In Russian, it’s called шило в жопе; literally, a bootmaker’s awl in the arse. In New York Yiddish, it’s shpilkes in tukhas, which is a bit gentler because the sharp instrument in the posterior is a needle. The meaning, in general and in the Japanese case, is a case of self-induced agitation from which acts of aggressive and misguided frustration are likely to follow.

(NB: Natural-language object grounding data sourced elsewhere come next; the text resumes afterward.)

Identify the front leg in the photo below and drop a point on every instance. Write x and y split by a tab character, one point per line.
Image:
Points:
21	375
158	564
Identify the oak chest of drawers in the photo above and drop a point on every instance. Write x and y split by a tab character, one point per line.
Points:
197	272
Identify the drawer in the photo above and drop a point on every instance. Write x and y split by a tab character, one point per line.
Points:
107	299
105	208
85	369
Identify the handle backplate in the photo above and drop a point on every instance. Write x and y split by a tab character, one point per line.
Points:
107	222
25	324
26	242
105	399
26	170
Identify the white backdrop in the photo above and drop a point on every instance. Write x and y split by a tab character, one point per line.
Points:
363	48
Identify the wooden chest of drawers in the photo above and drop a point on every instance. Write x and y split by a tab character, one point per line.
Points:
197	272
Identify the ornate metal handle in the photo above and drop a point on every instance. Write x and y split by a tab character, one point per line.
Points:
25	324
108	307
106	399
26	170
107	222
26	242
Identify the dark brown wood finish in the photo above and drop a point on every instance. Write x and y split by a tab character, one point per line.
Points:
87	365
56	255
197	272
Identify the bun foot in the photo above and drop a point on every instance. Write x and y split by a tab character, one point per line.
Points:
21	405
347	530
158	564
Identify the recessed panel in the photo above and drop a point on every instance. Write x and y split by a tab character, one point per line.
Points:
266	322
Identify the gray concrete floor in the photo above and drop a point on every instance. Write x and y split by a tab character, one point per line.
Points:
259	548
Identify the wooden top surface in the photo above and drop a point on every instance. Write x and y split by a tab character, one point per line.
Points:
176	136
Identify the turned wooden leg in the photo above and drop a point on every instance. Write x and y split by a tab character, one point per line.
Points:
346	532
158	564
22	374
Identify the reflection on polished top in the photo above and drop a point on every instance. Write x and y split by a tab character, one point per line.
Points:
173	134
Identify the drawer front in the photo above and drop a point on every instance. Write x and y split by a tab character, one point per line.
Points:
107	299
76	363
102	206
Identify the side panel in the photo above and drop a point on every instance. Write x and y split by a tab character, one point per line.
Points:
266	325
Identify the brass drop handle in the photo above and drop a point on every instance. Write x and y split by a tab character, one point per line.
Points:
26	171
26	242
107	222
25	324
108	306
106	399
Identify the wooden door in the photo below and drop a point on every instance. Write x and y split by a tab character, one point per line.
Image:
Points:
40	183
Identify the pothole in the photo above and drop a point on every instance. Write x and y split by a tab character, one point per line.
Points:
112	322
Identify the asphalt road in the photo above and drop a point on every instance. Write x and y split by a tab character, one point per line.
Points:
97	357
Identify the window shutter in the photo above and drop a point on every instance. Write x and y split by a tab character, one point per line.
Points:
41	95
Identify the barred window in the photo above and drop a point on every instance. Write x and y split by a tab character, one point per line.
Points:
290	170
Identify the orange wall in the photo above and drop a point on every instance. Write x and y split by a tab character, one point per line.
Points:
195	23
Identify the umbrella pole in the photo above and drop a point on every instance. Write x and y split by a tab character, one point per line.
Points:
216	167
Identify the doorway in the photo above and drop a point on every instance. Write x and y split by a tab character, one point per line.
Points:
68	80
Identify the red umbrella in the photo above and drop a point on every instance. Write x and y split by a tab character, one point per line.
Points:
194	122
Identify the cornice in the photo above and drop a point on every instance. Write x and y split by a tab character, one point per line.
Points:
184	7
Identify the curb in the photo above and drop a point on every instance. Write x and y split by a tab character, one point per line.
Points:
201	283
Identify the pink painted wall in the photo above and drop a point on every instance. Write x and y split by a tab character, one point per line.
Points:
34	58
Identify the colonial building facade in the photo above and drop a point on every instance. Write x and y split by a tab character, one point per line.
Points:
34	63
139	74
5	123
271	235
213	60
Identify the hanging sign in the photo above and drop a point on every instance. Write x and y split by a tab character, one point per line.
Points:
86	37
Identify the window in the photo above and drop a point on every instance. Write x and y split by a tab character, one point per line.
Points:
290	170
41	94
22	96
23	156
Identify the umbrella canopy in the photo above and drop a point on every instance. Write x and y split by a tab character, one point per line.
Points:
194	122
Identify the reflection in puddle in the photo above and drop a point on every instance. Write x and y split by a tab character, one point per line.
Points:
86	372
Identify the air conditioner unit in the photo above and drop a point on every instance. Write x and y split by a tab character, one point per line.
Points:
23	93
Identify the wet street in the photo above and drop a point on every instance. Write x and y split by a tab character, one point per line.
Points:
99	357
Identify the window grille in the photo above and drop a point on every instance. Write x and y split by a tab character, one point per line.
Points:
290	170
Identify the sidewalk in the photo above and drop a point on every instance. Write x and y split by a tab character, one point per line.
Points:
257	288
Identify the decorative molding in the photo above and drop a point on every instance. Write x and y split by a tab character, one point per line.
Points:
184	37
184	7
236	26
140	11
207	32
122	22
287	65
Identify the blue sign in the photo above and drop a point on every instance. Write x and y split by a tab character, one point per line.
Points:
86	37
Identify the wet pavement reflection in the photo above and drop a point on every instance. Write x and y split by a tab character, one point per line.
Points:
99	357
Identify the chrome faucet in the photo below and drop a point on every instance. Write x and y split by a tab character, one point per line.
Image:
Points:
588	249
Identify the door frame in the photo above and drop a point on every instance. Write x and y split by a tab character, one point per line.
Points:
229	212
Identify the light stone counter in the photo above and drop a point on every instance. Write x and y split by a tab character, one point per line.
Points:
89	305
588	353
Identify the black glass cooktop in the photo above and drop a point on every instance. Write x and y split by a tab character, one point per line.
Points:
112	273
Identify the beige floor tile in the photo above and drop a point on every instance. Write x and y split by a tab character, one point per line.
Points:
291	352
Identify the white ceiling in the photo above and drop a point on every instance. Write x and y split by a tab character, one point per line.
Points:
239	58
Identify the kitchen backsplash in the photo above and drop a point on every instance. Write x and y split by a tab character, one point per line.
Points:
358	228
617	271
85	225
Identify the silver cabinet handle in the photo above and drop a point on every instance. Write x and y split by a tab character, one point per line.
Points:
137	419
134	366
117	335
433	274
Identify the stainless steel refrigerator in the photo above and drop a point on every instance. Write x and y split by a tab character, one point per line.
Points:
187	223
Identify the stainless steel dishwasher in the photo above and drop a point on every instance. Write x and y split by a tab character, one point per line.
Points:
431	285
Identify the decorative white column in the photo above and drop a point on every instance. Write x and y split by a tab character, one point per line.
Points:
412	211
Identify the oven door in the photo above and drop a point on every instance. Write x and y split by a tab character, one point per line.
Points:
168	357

Yesterday, the Japanese Foreign Ministry issued this announcement to the BBC: “Today, around 03:00 (06:00 GMT), military fighters belonging to Russian Federation breached our nation’s airspace above territorial waters off Rishiri island in Hokkaido.” There has been no comparable public announcement of an alleged Russian airspace penetration since 2008. This one comes a few days in advance of the visit to Washington of the new Japanese Prime Minister, Shinzo Abe. Forty-eight hours earlier, Japan’s Defence Minister, Itsunori Onodera, announced that on January 30 “something like fire-control radar was directed at a Japan Self-Defence Maritime escort ship in the East China Sea.” He claimed the reason for the delay between the radar signal and the public disclosure was the time required to determine that a Chinese fire-control radar had indeed locked on the Japanese vessel, and that Japanese officials, US advisors and others judged that publicity would be a good thing.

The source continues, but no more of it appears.